Anthony Mc Call "Face to face" (2013)
Anthony McCall, “Face to face” (2013)

L’apertura a Lugano del nuovo Museo LAC (Lugano Arte Cultura), è l’occasione per proporre una mostra personale dedicata a Anthony McCall, ed espressamente progettata dall’artista britannico per gli spazi del nuovo Museo.

La ricerca artistica di McCall ha sempre avuto il tema della proiezione della luce al centro dei propri interessi. McCall, nato in Inghilterra nel 1946, vive in America a New York dal 1973 e si è dedicato – fin dai primi anni ’70 – alla realizzazione di “sculture di luce” (Solid Light Sculptures), realizzate con fasci luminosi piani, curvi o conici che vanno a determinare nuovi volumi attraversando gli spazi espositivi completamente oscurati.

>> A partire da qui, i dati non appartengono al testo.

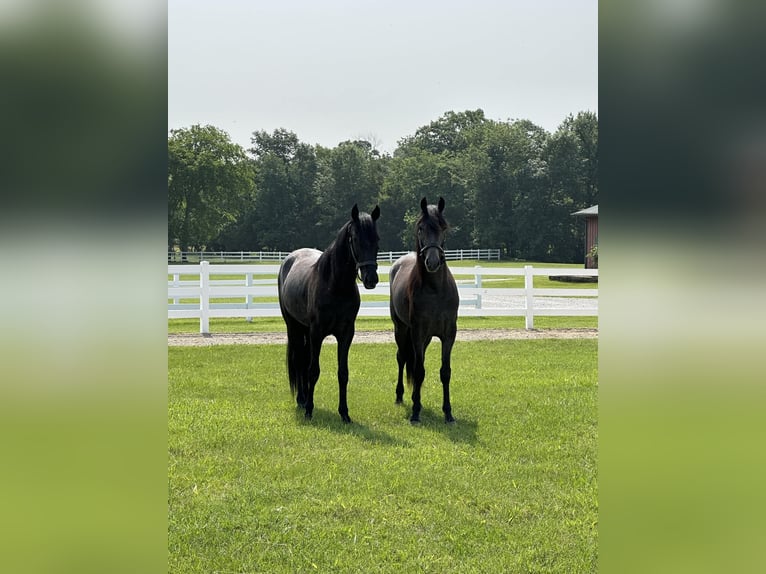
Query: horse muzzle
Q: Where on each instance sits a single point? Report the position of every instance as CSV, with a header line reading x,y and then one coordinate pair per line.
x,y
369,275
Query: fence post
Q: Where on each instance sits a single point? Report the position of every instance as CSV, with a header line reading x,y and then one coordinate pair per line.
x,y
248,298
477,284
529,292
204,298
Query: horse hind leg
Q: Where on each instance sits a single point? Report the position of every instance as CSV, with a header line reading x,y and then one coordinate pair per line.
x,y
445,374
344,344
298,360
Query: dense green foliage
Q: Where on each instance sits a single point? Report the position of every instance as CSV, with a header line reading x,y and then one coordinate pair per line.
x,y
511,487
507,184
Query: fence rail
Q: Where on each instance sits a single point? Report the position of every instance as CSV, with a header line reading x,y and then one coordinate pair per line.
x,y
194,294
278,256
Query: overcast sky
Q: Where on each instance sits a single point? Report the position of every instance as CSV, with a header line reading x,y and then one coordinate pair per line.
x,y
334,70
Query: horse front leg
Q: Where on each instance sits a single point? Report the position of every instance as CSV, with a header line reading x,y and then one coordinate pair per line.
x,y
418,376
344,345
445,374
315,345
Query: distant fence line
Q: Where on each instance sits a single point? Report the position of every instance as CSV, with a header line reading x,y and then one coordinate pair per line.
x,y
242,256
193,293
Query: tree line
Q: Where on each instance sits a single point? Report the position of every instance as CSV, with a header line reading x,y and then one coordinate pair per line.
x,y
507,184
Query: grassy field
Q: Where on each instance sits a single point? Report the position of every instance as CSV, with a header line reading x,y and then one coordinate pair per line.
x,y
277,324
511,487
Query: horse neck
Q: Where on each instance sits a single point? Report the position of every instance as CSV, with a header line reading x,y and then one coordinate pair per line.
x,y
425,278
339,262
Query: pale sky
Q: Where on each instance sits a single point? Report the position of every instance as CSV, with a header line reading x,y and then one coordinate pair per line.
x,y
335,70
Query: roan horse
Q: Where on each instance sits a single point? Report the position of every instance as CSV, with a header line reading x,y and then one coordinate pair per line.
x,y
318,297
424,303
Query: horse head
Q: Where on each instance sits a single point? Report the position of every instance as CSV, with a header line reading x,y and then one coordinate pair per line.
x,y
431,232
363,244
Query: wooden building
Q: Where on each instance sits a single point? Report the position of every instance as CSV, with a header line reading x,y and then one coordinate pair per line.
x,y
591,235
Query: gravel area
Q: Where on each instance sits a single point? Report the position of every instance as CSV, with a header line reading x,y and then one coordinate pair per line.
x,y
197,340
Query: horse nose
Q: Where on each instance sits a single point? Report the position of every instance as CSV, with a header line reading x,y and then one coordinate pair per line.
x,y
370,279
433,262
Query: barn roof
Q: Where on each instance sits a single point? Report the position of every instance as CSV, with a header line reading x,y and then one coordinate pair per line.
x,y
587,211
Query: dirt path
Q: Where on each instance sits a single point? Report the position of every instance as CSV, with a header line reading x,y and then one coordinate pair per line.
x,y
197,340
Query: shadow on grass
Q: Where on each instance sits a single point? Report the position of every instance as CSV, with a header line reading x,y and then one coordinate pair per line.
x,y
462,430
327,420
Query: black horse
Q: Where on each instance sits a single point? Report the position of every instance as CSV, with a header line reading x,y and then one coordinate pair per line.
x,y
318,297
424,302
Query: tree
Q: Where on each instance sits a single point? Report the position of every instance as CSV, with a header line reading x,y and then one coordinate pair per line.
x,y
285,209
353,172
209,181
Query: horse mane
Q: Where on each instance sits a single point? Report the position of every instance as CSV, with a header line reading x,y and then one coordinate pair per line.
x,y
435,220
333,259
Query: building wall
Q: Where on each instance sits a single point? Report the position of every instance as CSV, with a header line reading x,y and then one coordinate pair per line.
x,y
591,239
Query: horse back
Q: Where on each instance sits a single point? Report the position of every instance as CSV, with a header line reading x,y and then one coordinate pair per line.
x,y
294,282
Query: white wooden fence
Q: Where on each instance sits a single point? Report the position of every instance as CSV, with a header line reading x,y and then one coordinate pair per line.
x,y
194,293
277,256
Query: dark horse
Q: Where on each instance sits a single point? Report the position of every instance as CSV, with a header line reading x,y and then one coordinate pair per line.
x,y
318,297
424,302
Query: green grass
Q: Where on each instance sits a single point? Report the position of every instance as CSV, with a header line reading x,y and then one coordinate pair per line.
x,y
277,324
510,488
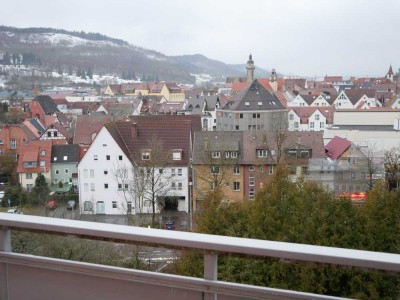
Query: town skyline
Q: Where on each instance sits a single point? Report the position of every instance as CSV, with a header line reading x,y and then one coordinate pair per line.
x,y
305,38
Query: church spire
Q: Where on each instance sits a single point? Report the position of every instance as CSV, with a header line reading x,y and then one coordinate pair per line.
x,y
390,74
250,69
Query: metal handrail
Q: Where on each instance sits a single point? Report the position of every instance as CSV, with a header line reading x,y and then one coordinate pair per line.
x,y
211,245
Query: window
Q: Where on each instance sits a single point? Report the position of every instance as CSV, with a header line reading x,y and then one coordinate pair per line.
x,y
271,170
177,155
87,206
216,154
13,144
236,170
262,153
214,169
251,194
251,180
145,155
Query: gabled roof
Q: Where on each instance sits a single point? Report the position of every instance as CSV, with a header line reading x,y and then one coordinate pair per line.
x,y
47,104
355,95
65,154
88,126
336,147
254,97
170,107
173,133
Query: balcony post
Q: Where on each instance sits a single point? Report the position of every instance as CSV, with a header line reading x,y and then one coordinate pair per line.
x,y
210,272
5,246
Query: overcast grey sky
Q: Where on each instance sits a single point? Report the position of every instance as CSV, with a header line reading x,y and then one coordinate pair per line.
x,y
298,37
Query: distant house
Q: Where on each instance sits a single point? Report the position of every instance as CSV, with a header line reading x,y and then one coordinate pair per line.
x,y
206,107
309,118
64,170
41,107
240,163
34,159
13,137
254,108
105,171
356,98
88,126
57,133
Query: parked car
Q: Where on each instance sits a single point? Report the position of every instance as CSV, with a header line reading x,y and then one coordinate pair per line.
x,y
52,204
71,204
170,225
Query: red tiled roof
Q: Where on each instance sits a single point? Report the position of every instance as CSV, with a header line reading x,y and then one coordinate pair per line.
x,y
336,147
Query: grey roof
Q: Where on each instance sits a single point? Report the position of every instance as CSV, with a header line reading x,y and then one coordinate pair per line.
x,y
37,124
47,104
254,97
70,152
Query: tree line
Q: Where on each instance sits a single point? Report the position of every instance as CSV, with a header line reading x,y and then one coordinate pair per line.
x,y
303,212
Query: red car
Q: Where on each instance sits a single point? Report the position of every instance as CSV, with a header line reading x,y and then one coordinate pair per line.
x,y
52,204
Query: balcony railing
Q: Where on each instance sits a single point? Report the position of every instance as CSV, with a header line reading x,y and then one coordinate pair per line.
x,y
34,277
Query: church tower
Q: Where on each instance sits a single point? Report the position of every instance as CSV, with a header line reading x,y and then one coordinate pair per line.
x,y
250,69
273,80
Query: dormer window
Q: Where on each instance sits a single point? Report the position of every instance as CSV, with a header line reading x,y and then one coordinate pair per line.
x,y
146,155
177,154
216,154
262,153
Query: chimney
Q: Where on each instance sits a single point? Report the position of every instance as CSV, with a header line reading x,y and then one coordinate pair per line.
x,y
134,130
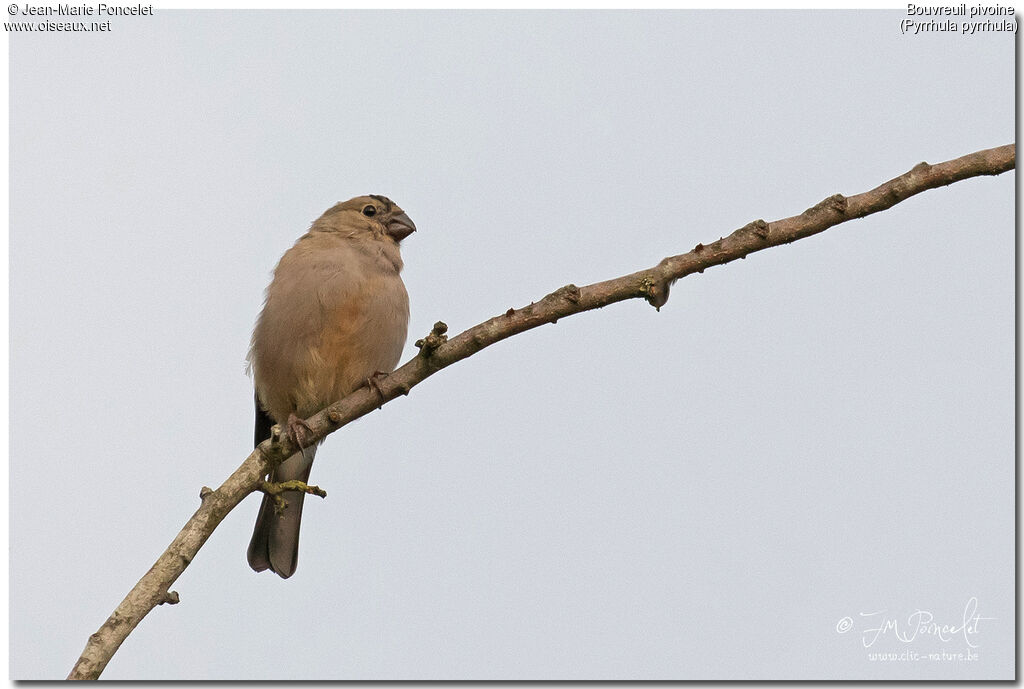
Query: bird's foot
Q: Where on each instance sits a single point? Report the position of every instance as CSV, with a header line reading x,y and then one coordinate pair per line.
x,y
374,383
299,432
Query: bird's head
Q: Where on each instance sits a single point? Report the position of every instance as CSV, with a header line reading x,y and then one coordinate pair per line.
x,y
376,214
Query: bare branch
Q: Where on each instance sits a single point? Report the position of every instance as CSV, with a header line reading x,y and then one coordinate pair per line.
x,y
436,352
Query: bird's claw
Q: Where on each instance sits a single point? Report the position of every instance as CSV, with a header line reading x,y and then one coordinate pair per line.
x,y
299,432
374,383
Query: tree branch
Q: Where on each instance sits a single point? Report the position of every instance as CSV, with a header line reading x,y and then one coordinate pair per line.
x,y
436,352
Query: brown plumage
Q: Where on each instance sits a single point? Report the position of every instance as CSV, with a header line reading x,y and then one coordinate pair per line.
x,y
336,313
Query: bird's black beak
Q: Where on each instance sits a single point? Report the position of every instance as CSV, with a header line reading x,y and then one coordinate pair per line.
x,y
399,226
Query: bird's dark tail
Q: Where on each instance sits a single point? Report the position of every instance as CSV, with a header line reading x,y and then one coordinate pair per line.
x,y
274,544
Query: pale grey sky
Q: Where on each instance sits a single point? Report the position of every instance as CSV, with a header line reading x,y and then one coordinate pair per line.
x,y
821,430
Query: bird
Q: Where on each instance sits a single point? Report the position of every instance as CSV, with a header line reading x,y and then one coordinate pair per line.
x,y
336,315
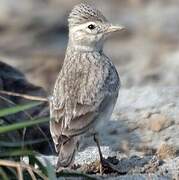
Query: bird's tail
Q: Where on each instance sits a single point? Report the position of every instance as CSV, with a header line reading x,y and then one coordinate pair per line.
x,y
66,151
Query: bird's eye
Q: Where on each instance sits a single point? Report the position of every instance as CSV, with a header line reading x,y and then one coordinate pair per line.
x,y
91,26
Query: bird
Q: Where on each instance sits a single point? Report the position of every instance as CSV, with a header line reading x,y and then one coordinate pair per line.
x,y
86,88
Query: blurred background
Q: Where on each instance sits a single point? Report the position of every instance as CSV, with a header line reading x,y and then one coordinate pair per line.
x,y
34,34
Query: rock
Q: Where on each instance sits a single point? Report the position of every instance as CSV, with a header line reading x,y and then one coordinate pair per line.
x,y
158,122
166,151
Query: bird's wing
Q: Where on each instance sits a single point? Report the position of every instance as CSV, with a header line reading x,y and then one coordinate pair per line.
x,y
78,94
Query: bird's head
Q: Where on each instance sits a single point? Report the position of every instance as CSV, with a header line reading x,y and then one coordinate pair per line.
x,y
88,28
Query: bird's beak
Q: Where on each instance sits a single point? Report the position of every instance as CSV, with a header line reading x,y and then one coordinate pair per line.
x,y
113,28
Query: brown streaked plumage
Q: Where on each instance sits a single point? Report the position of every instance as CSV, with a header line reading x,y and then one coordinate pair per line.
x,y
87,86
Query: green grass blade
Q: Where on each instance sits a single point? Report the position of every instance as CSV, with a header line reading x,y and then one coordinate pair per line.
x,y
3,175
20,125
34,160
50,170
16,153
18,108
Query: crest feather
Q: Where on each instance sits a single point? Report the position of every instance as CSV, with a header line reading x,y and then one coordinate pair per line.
x,y
83,13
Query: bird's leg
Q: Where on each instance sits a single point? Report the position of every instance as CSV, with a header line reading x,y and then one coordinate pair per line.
x,y
103,162
96,140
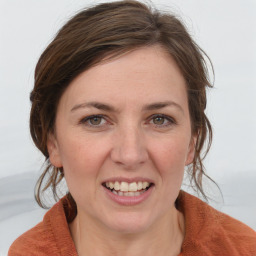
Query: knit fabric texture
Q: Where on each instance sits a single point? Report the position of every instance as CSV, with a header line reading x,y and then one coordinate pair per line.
x,y
208,232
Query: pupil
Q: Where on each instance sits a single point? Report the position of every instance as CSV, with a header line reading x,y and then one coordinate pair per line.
x,y
158,120
95,120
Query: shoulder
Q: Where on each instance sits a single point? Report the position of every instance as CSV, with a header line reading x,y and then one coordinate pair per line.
x,y
36,241
49,237
214,232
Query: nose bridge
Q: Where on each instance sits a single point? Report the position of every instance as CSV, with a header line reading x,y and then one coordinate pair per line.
x,y
129,147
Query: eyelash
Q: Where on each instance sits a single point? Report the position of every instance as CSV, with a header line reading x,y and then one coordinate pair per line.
x,y
170,120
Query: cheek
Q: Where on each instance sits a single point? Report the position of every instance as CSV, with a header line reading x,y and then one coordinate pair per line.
x,y
82,159
170,154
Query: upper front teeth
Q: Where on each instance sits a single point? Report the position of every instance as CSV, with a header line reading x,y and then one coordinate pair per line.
x,y
125,186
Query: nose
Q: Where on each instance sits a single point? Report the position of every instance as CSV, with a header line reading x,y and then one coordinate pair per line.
x,y
129,148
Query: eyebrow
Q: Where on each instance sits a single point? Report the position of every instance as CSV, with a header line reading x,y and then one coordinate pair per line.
x,y
109,108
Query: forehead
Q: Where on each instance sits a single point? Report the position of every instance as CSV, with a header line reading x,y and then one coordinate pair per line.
x,y
142,76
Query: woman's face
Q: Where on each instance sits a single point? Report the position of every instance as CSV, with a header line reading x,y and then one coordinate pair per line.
x,y
125,123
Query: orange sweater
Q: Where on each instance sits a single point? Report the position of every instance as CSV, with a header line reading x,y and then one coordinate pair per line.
x,y
208,232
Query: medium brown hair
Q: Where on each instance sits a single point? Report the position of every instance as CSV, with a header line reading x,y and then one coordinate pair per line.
x,y
104,31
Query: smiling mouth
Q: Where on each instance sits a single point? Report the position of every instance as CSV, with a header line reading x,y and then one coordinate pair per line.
x,y
127,189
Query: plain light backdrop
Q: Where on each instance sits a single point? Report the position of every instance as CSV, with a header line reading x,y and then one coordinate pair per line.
x,y
224,29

Teorico e esponente dell’ Expanded Cinema che negli anni ’70 metteva in discussione le convenzioni della settima arte come semplice forma di narrazione per andarne ad indagare gli elementi strutturali e costitutivi, il lavoro di McCall e le sue sculture di luce trascendono la pura dimensione estetica per divenire un’autentica esperienza sensoriale per l’osservatore in grado di sovvertirne le abitudini percettive.

Nella mostra di Lugano, “Anthony McCall. Solid Light Works”, in corso dal 12 settembre fino al 31 gennaio 2016, saranno visibili quattro sculture di luce solida realizzate tra il 2003 e il 2013, tra le quali anche la versione digitale di una delle sue opere fondamentali, Line Describing a Cone, del 1973.